Vehicles with Trump flags halted traffic Sunday on the Garden State Parkway in New Jersey and jammed the Mario M. Cuomo Bridge between Tarrytown and Nyack, New York. Another pro-Trump convoy in Virginia ended in a tense shouting match with protesters as it approached a statue of Robert E. Lee in Richmond.
In Georgia, a rally for Democrats was canceled shortly before it was scheduled to begin Sunday, with organizers worried about what they feared would be a "large militia presence" drawn by President Donald Trump's own event nearby.
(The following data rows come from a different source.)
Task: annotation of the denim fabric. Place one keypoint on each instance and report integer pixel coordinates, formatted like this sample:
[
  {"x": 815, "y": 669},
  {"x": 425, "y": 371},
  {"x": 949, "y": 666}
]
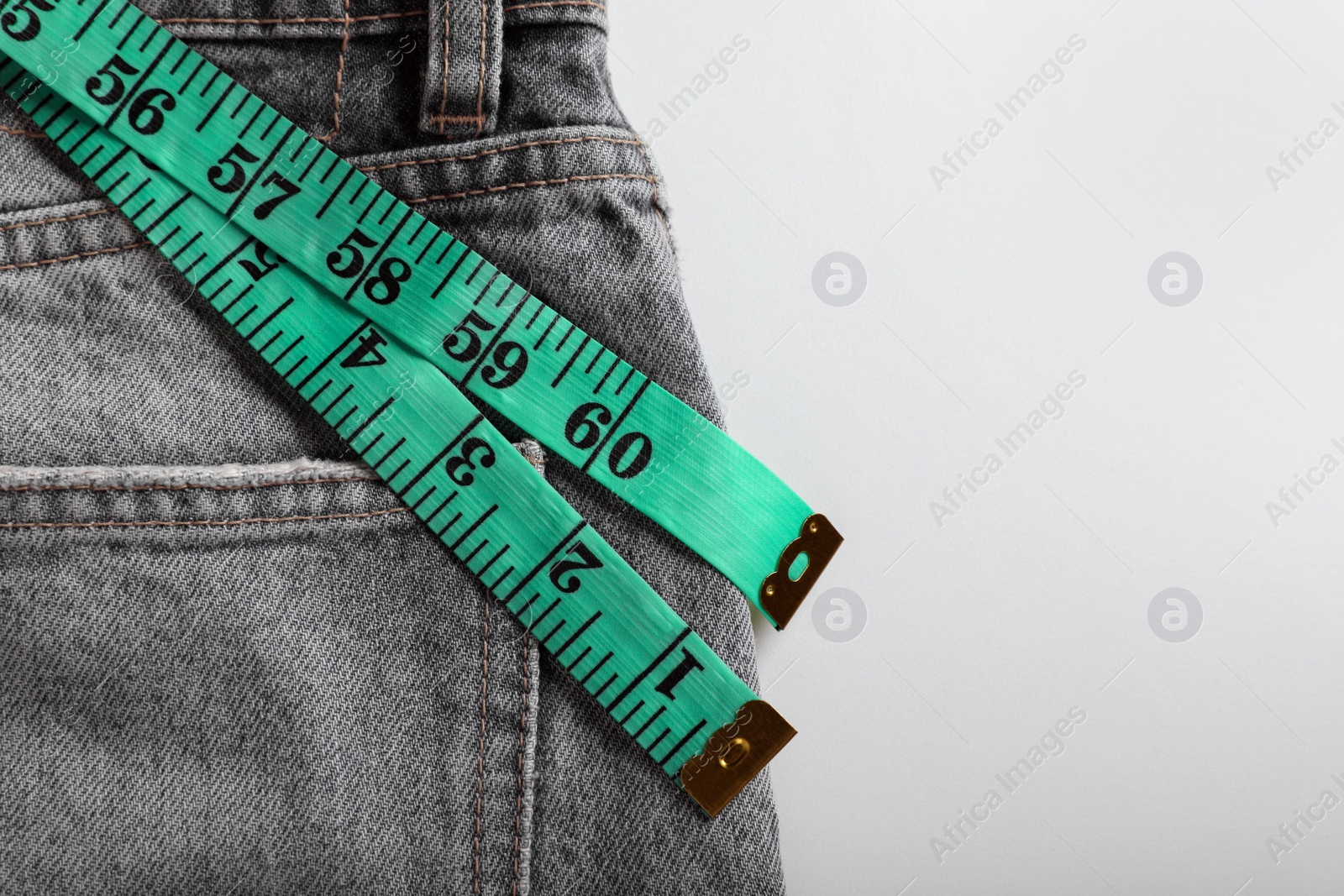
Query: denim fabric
[{"x": 232, "y": 663}]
As the nation races toward Election Day, the tensions and acrimony surrounding an extraordinarily divisive campaign, coming on the heels of a summer of protests and racial unrest, are bleeding into everyday life and adding further uncertainty to an electoral process in which Trump has not committed to a peaceful transfer of power.
Sunday's incidents came a day after a group of Trump supporters in Texas, driving trucks and waving Trump flags, surrounded and slowed a Biden-Harris campaign bus as it drove on Interstate 35, leading to the cancellation of two planned rallies. The FBI confirmed Sunday that it was investigating the incident.
On Saturday, Trump tweeted a video of the incident with a message, "I love Texas!" After the FBI announced it was investigating, he tweeted again, saying, "In my opinion, these patriots did nothing wrong," and instead "the FBI & Justice should be investigating the terrorists, anarchists, and agitators of ANTIFA."
In Graham, North Carolina, a get-out-the vote rally Saturday ended with police using pepper spray on some participants, including young children, and making numerous arrests. Organizers of the rally called it flagrant voter suppression.
"These people are afraid," the Rev. Gregory B. Drumwright, his eyes still burning, said as he assailed the police action in Graham. "There's a climate of fear around this."
And those were just the incidents that were caught on video. Kristen Clarke, executive director of the Lawyers' Committee for Civil Rights Under Law, a voting rights group, said there had been many more. The group settled a lawsuit last month against officials in Graham who they accused of violating the First Amendment rights of protesters.